El tercer camino era el más controvertido: encajar el petaqueo en el artículo 568 del Código Penal en su redacción anterior, que sancionaba la tenencia o tráfico no autorizado de sustancias inflamables. Pero la judicatura se dividió. Mientras el Tribunal Superior de Justicia de Andalucía llegó a condenar por esta vía, la Audiencia Provincial de Cádiz archivó diligencias en un caso idéntico, argumentando que la gasolina no es una sustancia cuya mera posesión esté prohibida. Los narcotraficantes sabían que bastaba con que el asunto recayera en una sección favorable para que la persecución quedase en nada.
La LO 1/2026 cierra el debate
La Ley Orgánica 1/2026, de 8 de abril, ha introducido un nuevo apartado 2 en el artículo 568 del Código Penal, ubicado en el Título XXII del Libro II («Delitos contra el orden público»), Capítulo V. El precepto castiga con prisión de tres a cinco años el transporte, almacenamiento o suministro irregular de combustible líquido cuando las circunstancias del caso permitan inferir razonablemente su vinculación con actividades ilícitas. Para los supuestos de menor entidad, el juez puede imponer la pena inferior en grado.
La clave reside en la autonomía del tipo. Al situarse entre los delitos contra el orden público y no entre los relativos a la salud pública, la acusación ya no necesita acreditar que esa gasolina iba destinada a una narcolancha concreta. Basta con que el contexto —cantidad, lugar, hora, modo de transporte— permita una inferencia razonable. Eso sí, inferencia razonable no equivale a sospecha: la presunción de inocencia sigue operando como límite infranqueable.
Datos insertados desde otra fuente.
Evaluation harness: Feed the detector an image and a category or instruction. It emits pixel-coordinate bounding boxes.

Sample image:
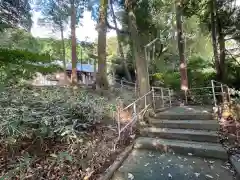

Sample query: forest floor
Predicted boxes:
[0,87,135,180]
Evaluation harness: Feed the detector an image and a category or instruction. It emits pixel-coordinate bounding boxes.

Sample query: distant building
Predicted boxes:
[31,60,96,86]
[66,63,95,85]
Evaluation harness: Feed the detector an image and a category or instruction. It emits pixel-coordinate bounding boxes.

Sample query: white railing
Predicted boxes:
[211,80,231,106]
[117,91,152,139]
[152,87,173,109]
[114,78,138,95]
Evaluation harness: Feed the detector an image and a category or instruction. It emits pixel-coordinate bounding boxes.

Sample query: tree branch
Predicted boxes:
[107,21,130,36]
[225,49,240,66]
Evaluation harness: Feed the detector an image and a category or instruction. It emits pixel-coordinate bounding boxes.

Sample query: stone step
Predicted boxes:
[134,137,228,160]
[148,118,220,131]
[151,112,213,120]
[140,127,219,142]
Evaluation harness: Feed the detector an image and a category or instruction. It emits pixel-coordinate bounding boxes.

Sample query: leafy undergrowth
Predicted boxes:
[219,103,240,154]
[0,88,133,180]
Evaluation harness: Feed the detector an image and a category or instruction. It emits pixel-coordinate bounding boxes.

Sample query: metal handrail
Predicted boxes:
[117,91,152,139]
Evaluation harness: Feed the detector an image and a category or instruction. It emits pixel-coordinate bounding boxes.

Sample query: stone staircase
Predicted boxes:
[134,106,228,160]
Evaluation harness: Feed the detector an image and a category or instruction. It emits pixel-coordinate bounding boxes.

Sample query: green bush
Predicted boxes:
[0,48,60,84]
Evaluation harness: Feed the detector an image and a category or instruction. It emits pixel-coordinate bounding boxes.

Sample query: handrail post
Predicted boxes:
[120,79,123,92]
[133,102,138,120]
[227,87,231,102]
[134,83,137,96]
[144,95,147,108]
[161,88,164,107]
[211,80,217,107]
[221,83,224,103]
[168,88,172,107]
[152,87,156,109]
[117,109,121,140]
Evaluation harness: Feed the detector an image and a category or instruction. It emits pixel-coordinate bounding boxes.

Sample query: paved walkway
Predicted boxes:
[112,150,235,180]
[112,106,235,180]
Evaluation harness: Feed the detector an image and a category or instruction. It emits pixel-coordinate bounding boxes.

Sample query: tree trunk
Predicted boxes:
[125,0,150,97]
[110,0,132,81]
[60,24,67,75]
[217,17,226,82]
[210,0,221,80]
[176,0,188,92]
[71,0,78,85]
[96,0,108,89]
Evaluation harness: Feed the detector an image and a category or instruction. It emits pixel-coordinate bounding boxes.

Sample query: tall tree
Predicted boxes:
[110,0,132,81]
[70,0,78,84]
[209,0,220,77]
[96,0,108,89]
[125,0,150,96]
[38,0,69,78]
[175,0,188,92]
[0,0,32,31]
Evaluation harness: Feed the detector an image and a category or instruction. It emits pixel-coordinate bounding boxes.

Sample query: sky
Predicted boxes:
[31,0,240,42]
[31,11,116,42]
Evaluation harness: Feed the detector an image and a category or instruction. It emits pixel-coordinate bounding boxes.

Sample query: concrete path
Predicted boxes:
[112,150,235,180]
[112,106,235,180]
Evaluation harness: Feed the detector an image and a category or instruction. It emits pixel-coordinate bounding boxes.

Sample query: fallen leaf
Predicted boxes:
[168,173,172,179]
[128,173,134,180]
[194,173,200,177]
[144,163,149,167]
[205,174,213,179]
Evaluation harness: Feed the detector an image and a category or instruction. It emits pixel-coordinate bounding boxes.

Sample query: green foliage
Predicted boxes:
[0,87,112,144]
[0,0,32,31]
[0,48,60,85]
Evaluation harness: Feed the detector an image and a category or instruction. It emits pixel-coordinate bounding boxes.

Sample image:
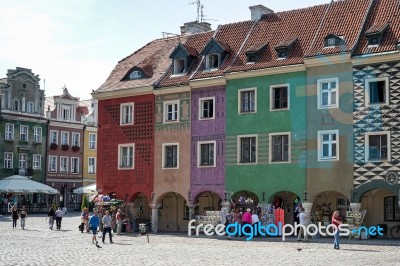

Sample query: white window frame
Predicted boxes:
[71,157,79,174]
[161,142,179,169]
[118,143,135,170]
[237,134,258,165]
[61,131,69,145]
[4,123,14,140]
[119,103,135,126]
[269,132,292,164]
[197,140,217,168]
[32,154,42,170]
[89,133,97,150]
[238,87,257,115]
[364,77,390,106]
[48,155,58,173]
[49,130,58,145]
[71,132,81,147]
[19,125,29,142]
[364,131,392,162]
[164,100,180,123]
[33,127,42,143]
[3,152,14,169]
[269,83,290,112]
[199,97,216,120]
[317,78,339,109]
[88,157,96,175]
[318,130,340,162]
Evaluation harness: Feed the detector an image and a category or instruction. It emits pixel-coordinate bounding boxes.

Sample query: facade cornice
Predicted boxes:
[226,64,306,80]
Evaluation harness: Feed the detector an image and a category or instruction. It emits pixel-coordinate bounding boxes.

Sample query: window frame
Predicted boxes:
[161,142,179,169]
[364,131,392,162]
[269,132,292,164]
[317,129,340,162]
[317,78,339,109]
[119,102,135,126]
[199,96,216,120]
[364,77,390,106]
[118,143,135,170]
[269,83,290,112]
[238,87,257,115]
[237,134,258,165]
[197,140,217,168]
El Supremo marca la línea: no hay retroactividad
En junio de 2026, la Sala Segunda del Tribunal Supremo se pronunció por primera vez sobre el nuevo tipo, precisamente a raíz del caso gaditano. La Fiscalía recurrió el archivo de la Audiencia Provincial, y el Alto Tribunal estableció un criterio que convenía dejar negro sobre blanco: las nuevas penas no pueden aplicarse a hechos cometidos antes del 10 de abril de 2026. La irretroactividad de las disposiciones penales desfavorables (art. 9.3 CE y art. 2.1 CP) no admite excepciones por muy reprochable que sea la conducta.
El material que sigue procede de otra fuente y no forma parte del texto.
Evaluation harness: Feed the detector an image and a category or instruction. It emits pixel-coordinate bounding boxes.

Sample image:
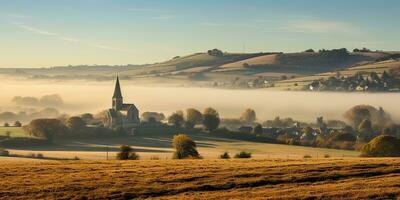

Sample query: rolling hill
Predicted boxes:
[0,49,389,84]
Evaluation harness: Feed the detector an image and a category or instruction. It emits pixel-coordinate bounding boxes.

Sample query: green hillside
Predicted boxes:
[275,57,400,89]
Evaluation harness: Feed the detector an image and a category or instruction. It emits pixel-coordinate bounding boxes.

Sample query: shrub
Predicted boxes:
[65,117,86,131]
[219,152,231,159]
[117,145,139,160]
[235,151,251,158]
[128,152,140,160]
[361,135,400,157]
[26,153,36,158]
[173,134,200,159]
[14,121,22,127]
[303,154,312,159]
[150,156,160,160]
[36,153,44,159]
[24,119,66,142]
[0,149,10,156]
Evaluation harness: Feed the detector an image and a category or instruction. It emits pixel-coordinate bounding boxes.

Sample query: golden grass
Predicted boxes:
[0,158,400,199]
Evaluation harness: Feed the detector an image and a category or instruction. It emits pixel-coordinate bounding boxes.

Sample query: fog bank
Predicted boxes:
[0,80,400,121]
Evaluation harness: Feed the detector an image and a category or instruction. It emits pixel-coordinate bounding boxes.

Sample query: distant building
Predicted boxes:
[238,126,253,133]
[105,77,140,130]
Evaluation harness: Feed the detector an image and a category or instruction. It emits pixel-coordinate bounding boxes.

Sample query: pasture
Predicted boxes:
[0,158,400,199]
[0,127,29,137]
[3,134,359,160]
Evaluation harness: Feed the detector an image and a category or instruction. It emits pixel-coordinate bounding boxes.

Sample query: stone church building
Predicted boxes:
[105,76,140,132]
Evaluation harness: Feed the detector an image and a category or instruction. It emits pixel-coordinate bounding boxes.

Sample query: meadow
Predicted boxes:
[0,158,400,199]
[0,127,29,137]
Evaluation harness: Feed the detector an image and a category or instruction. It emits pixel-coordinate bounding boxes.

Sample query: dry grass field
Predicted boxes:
[0,158,400,200]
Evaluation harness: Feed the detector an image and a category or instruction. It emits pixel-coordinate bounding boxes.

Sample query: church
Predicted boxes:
[104,76,140,132]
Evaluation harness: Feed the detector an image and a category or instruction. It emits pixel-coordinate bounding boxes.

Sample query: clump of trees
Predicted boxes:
[235,151,251,158]
[207,49,224,57]
[305,70,400,92]
[24,119,67,142]
[172,134,201,159]
[141,112,165,122]
[117,145,140,160]
[240,108,256,123]
[219,152,231,159]
[185,108,203,128]
[168,111,185,127]
[353,47,371,53]
[361,135,400,157]
[203,108,221,132]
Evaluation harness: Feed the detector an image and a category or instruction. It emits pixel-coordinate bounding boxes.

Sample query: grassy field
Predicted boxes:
[0,127,28,137]
[3,134,359,160]
[0,158,400,200]
[275,60,400,90]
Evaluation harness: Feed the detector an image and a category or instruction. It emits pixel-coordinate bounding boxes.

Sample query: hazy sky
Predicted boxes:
[0,0,400,67]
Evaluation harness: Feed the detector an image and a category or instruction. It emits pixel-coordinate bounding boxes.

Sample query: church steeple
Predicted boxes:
[113,76,122,98]
[112,76,124,111]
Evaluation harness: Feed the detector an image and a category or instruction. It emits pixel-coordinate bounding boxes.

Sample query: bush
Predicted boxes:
[0,137,49,148]
[26,153,36,158]
[117,145,139,160]
[172,134,200,159]
[303,154,312,159]
[24,119,66,142]
[235,151,251,158]
[150,156,160,160]
[14,121,22,127]
[0,149,10,156]
[219,152,231,159]
[361,135,400,157]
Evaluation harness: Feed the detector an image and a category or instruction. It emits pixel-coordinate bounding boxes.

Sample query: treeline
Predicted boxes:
[304,68,400,92]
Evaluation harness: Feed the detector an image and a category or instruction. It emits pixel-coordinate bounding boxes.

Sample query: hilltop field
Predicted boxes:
[0,158,400,199]
[0,49,398,89]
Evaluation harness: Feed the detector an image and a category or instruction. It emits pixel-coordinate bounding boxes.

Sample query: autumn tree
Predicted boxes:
[141,112,165,122]
[117,145,139,160]
[168,111,185,127]
[240,108,256,123]
[14,121,22,127]
[253,124,263,134]
[185,108,203,128]
[358,119,374,142]
[65,117,86,131]
[203,108,221,132]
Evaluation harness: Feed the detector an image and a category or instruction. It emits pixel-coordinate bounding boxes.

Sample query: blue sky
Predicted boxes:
[0,0,400,67]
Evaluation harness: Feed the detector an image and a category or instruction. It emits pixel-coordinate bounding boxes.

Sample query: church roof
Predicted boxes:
[113,76,122,98]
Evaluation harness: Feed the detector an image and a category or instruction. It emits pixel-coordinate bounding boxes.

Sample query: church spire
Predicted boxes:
[113,75,122,99]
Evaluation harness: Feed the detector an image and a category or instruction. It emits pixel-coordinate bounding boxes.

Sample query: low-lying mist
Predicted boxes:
[0,80,400,122]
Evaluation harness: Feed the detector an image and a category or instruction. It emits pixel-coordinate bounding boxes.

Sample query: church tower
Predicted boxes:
[112,76,124,111]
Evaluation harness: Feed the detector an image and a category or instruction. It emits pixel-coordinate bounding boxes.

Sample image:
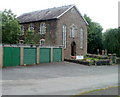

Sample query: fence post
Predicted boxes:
[50,48,53,62]
[37,47,40,64]
[0,46,3,68]
[62,48,65,61]
[20,47,24,65]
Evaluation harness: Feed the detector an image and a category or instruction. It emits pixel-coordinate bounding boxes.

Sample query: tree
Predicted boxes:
[84,15,103,54]
[2,9,21,44]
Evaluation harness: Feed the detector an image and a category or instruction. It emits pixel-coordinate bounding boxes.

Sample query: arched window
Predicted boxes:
[80,28,84,49]
[40,39,45,46]
[62,25,67,48]
[28,23,34,31]
[70,24,77,38]
[40,23,46,34]
[20,25,24,35]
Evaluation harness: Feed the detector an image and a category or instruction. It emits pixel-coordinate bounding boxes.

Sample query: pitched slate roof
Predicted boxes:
[18,5,87,23]
[18,5,73,23]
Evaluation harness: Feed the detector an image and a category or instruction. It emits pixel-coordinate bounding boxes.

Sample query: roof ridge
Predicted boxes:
[20,4,75,16]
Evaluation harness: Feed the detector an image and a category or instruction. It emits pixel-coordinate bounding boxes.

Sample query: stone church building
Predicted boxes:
[18,5,88,59]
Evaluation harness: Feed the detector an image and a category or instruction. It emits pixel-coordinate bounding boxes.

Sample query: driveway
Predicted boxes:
[2,62,118,95]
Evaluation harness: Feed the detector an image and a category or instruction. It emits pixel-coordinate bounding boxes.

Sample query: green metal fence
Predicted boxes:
[24,48,37,64]
[53,48,62,62]
[40,48,51,63]
[3,47,62,67]
[3,47,20,67]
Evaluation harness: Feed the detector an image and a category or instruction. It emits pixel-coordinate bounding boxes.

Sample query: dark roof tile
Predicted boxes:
[18,5,73,23]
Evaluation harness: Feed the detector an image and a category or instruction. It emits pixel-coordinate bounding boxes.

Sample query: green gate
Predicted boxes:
[40,48,51,63]
[24,48,37,64]
[3,47,20,67]
[53,48,62,62]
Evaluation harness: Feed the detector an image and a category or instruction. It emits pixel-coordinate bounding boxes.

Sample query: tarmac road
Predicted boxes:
[2,62,118,95]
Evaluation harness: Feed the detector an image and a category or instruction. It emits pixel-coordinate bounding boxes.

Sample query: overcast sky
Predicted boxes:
[0,0,119,31]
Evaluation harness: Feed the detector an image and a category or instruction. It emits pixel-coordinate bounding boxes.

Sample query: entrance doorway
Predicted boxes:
[71,41,76,56]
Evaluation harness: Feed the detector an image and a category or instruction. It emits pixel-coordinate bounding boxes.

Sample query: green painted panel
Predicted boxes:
[24,48,37,64]
[3,47,20,67]
[53,48,62,62]
[40,48,50,63]
[12,47,20,66]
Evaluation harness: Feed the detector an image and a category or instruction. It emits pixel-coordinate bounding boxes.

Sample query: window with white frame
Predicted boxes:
[62,25,67,48]
[40,23,46,34]
[20,25,24,35]
[70,24,77,38]
[28,23,34,31]
[80,28,84,49]
[40,39,45,46]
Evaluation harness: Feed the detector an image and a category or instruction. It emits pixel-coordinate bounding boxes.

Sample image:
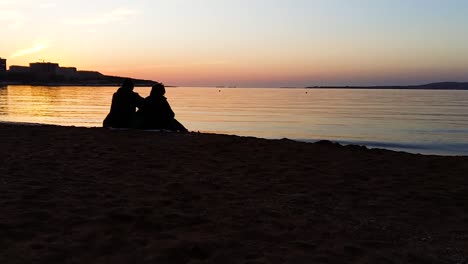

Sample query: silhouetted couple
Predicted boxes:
[103,79,188,132]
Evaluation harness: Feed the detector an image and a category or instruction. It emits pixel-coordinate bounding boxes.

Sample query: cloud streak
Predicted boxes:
[68,8,138,25]
[10,42,48,58]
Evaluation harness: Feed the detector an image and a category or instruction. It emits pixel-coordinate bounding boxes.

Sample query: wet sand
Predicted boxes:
[0,124,468,263]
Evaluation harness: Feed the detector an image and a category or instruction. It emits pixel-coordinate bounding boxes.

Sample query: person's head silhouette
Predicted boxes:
[150,83,166,96]
[122,79,134,91]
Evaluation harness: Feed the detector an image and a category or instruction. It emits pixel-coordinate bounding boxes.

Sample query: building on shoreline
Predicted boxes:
[0,58,156,86]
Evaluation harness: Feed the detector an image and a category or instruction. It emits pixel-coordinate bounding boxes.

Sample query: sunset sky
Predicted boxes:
[0,0,468,87]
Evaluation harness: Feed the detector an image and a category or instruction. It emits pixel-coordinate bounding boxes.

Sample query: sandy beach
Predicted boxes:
[0,124,468,264]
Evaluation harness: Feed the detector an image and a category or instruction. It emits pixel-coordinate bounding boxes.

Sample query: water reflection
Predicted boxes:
[0,86,468,155]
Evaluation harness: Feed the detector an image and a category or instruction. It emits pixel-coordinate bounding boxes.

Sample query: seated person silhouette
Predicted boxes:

Luces y sombras de la reforma
El nuevo delito de petaqueo era necesario. Colma una laguna que la práctica llevaba años señalando y dota a la jurisdicción penal de una herramienta directa frente a una actividad imprescindible para que el narcotráfico funcione.
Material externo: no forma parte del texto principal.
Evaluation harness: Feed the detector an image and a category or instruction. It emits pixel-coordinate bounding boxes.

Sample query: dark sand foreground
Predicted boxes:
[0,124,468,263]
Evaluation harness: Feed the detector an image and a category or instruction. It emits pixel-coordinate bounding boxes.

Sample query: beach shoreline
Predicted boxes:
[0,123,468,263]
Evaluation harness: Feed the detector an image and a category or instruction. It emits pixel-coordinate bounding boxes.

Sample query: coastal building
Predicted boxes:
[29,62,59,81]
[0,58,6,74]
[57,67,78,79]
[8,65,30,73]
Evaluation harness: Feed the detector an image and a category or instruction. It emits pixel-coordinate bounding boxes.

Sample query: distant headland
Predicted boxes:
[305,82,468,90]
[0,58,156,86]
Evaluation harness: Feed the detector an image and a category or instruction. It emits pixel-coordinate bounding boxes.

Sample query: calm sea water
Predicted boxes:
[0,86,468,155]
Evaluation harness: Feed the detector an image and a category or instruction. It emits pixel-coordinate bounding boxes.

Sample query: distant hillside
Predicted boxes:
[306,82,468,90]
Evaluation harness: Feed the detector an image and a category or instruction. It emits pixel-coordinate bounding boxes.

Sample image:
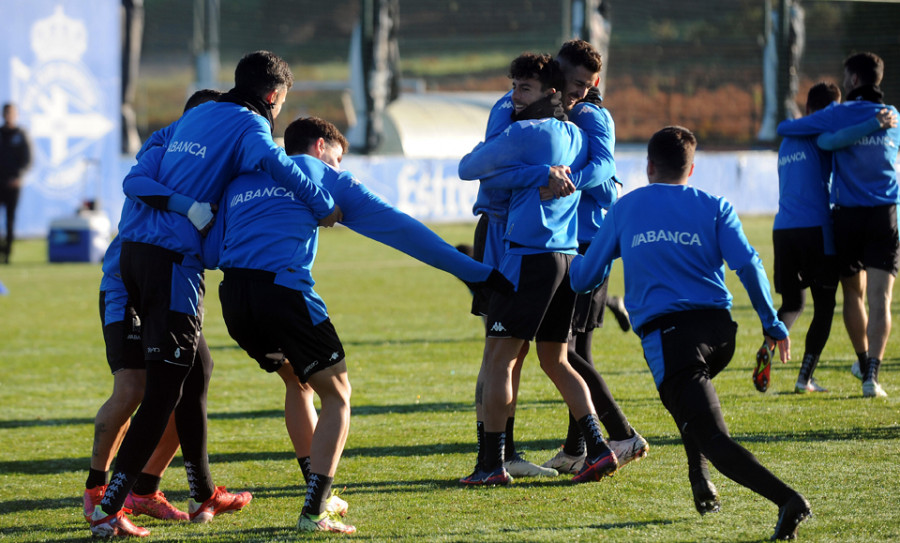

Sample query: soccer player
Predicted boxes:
[753,83,896,393]
[460,40,649,477]
[460,53,617,485]
[778,53,900,397]
[83,89,221,522]
[570,126,810,539]
[91,51,340,537]
[0,102,31,264]
[210,118,512,533]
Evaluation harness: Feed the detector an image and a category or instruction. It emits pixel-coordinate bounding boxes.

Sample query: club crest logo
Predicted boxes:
[11,5,117,200]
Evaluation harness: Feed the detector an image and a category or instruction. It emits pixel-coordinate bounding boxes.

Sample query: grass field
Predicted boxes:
[0,217,900,542]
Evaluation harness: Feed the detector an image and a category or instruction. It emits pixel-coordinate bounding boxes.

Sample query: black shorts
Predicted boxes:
[219,269,344,383]
[772,226,838,294]
[832,205,900,277]
[472,213,506,317]
[572,243,609,334]
[486,253,575,343]
[121,241,206,367]
[100,290,147,373]
[638,309,737,388]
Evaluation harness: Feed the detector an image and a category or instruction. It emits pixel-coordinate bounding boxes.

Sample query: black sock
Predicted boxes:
[578,413,610,458]
[856,351,869,380]
[100,471,138,515]
[503,417,516,460]
[297,456,310,484]
[131,471,162,496]
[863,358,881,382]
[797,353,819,383]
[475,420,484,471]
[303,473,334,516]
[184,460,216,503]
[84,468,107,488]
[563,412,584,456]
[481,431,506,472]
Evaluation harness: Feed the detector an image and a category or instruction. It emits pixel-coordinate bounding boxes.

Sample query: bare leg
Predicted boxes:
[841,271,869,353]
[866,268,894,360]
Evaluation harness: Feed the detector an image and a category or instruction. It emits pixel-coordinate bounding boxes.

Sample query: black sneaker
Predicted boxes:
[770,494,812,541]
[691,479,722,515]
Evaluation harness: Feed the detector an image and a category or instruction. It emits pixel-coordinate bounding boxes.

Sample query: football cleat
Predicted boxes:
[794,378,828,394]
[125,490,190,520]
[188,486,253,522]
[83,485,107,524]
[771,494,812,541]
[753,343,775,392]
[542,449,587,475]
[863,379,887,398]
[325,492,350,517]
[609,432,650,468]
[459,466,513,486]
[691,479,722,515]
[606,296,631,332]
[572,449,619,483]
[91,507,150,537]
[503,453,559,477]
[297,511,356,534]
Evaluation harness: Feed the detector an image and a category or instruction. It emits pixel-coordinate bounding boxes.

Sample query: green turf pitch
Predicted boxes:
[0,217,900,542]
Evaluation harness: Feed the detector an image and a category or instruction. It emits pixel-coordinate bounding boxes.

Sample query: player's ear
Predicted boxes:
[263,89,278,106]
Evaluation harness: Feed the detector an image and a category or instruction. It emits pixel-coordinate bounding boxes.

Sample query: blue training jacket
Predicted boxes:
[460,118,599,254]
[569,183,787,339]
[119,102,334,259]
[778,100,900,207]
[208,155,493,292]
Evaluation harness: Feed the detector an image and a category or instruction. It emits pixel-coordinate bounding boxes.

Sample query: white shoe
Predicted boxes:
[325,493,350,517]
[863,379,887,398]
[794,379,828,394]
[503,453,559,477]
[609,432,650,468]
[543,449,587,475]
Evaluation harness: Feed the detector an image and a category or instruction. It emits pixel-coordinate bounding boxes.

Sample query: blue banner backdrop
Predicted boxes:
[0,0,124,237]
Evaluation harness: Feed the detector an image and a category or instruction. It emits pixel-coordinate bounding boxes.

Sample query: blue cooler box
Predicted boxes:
[47,212,110,263]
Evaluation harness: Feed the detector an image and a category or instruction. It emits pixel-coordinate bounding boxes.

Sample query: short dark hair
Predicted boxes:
[284,117,350,155]
[806,81,841,112]
[184,89,225,111]
[844,52,884,85]
[556,39,603,73]
[508,53,566,91]
[647,126,697,180]
[234,51,294,97]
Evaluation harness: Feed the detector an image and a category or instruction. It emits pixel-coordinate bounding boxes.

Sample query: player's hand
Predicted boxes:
[187,202,216,236]
[319,204,344,228]
[541,166,575,200]
[875,108,897,128]
[766,336,791,364]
Pero toda tipificación basada en la inferencia contextual merece vigilancia. Tres a cinco años de prisión es un marco severo, sobre todo si tenemos en cuenta que muchos petaqueros son personas en situación de vulnerabilidad, reclutadas como eslabón prescindible de la cadena. ¿Qué ocurre con el pescador que transporta combustible de manera irregular sin relación con el narcotráfico? ¿Hasta dónde puede estirarse la «inferencia razonable» antes de comprometer garantías fundamentales? Son cuestiones que la jurisprudencia deberá ir acotando. Porque tipificar una conducta es solo el primer paso. Aplicar la norma con rigor y sin atropellar derechos es el verdadero reto.